Pakistan Railways Special Report: A journey of neglect, incompetence and corruption

Published: December 3, 2011
The first of a three-part series examines the effect of reduced engines on families and customers. DESIGN-ANAM HALEEM

The first of a three-part series examines the effect of reduced engines on families and customers. DESIGN-ANAM HALEEM


“We have been warning officers for the last three years that the railway system will collapse but our supervisors ignore our recommendations,” says Sagheer Cheema, a mechanic who has been with the organisation for 25 years, speaking on the current disarray that engulfs Pakistan Railways (PR).

“They keep saying they have no funds but it’s not like our in-house replacement stores are empty. We have lots of spare parts, but all the wrong ones,” he adds, alleging that senior officers who are qualified engineers at the public sector organisation have been siphoning off commissions from deals for needless machinery. Railways security has also confirmed that much machinery has stood idle in the in-house replacement stores for years now.

PR officials say that at present around 90 engines are on the tracks – out of a total fleet strength of 500. Thus less than 20% of engines are in working condition. Due to the lack of engines, goods transportation, which was the revenue-generating sector for the organisation, has become almost non-existent.

Additionally, most short-distance trains have been suspended, affecting thousands of passengers who used inner-city rail travel to get to work.  “I went home to a village nearby every day when the inner-city train was in operation,” says Mohammad Sarwar, a frequent passenger at Lahore railway station. Thirty-two-year-old Sarwar works in the city while his family resides in a village in Punjab.

“I have very young children and I wish I could be home with them. Even when I do manage to leave for the city by train, there is no guarantee I will be back home in time to spend some quality time with my family,” Sarwar adds.

Routes to and from major cities suffer a different predicament, as trains are not suspended but are often several hours late, with some journeys delayed for up to hours.

Goods transport comes to a standstill

The dry port in Lahore which manages freight business shows even grimmer prospects as hundreds of bogeys are parked with no engine to pull them.

However, those providing transport services outside the port have found plenty of business. Goods are now being transported through road networks instead. Some experts argue that the continuation of transport through roads would be detrimental not only to the financial health of PR but also the environment of the country as it would result in traffic congestion and damaged roads.

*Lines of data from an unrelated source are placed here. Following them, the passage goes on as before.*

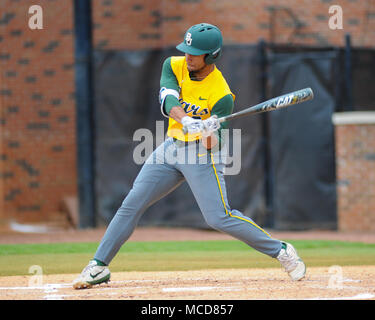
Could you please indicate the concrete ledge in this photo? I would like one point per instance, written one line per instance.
(357, 117)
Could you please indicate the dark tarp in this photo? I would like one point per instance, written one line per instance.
(302, 142)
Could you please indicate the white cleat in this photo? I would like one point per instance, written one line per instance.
(291, 262)
(92, 274)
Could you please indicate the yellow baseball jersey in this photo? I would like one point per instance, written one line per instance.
(196, 97)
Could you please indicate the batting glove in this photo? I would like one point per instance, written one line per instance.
(191, 125)
(210, 125)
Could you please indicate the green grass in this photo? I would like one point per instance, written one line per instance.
(59, 258)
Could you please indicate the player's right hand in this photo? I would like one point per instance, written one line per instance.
(191, 125)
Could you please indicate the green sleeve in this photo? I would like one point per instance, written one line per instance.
(223, 107)
(169, 80)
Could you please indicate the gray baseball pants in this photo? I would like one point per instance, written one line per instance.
(169, 166)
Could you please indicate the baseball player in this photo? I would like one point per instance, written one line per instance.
(193, 95)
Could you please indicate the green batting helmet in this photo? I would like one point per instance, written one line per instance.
(203, 38)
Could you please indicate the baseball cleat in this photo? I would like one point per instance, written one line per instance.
(91, 275)
(291, 262)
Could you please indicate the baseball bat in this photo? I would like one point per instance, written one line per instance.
(279, 102)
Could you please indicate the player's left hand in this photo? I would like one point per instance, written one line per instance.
(210, 125)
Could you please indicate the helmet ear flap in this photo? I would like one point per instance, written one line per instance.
(212, 58)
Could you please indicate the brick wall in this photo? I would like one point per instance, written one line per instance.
(37, 119)
(38, 148)
(355, 162)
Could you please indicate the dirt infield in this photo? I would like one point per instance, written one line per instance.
(264, 284)
(239, 284)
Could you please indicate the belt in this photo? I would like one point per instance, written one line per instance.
(180, 143)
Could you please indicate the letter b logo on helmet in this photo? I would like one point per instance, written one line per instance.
(203, 38)
(188, 38)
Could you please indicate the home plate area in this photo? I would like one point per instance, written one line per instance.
(230, 284)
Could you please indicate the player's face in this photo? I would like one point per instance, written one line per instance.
(195, 63)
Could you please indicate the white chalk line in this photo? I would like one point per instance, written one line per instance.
(52, 290)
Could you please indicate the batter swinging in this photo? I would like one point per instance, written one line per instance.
(193, 95)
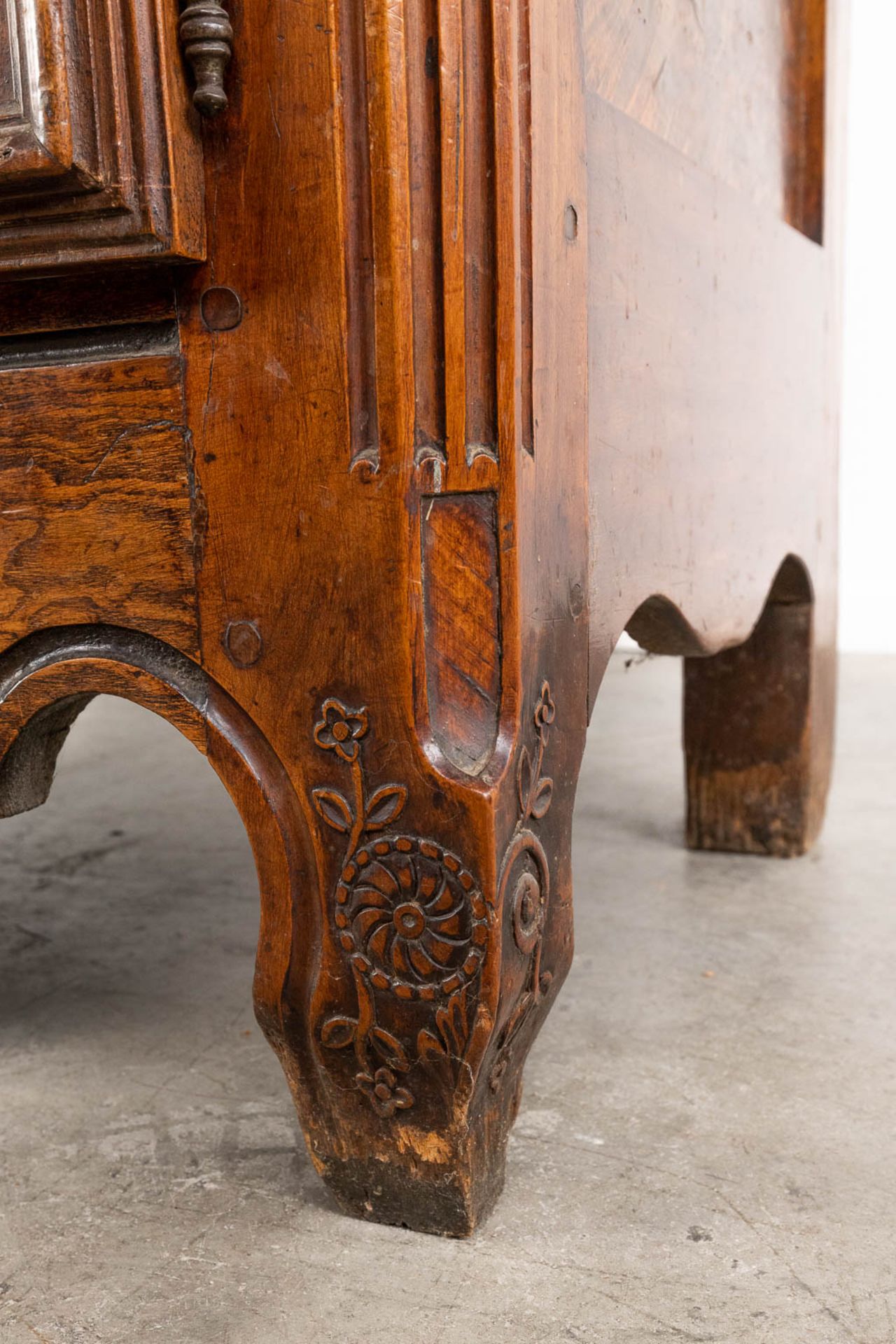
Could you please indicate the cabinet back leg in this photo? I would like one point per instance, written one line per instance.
(758, 729)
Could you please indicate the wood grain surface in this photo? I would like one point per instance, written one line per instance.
(514, 328)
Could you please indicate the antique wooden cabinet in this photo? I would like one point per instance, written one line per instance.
(365, 369)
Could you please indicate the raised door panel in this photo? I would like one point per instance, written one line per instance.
(99, 155)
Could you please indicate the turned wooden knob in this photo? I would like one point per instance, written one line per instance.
(207, 39)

But as business continues to boom for transporters outside the rail network, commuters have begun to complain about the economic feasibility of the system compared to travelling by train. Commuters argue that using alternatives for transport also leads to increased costs, hiking up inflation in the country and adding to the woes of an already ailing Pakistani economy.

“There is almost a two-month delay in the delivery of goods but what can we do? We have no engines,” says Abdul Jabbar Ali, a railway officer handling the freight business. PR officials have also been given strict instructions to continue public trains, no matter what, as senior officials want to avoid protests by the public.

Published in The Express Tribune, December 3rd, 2011.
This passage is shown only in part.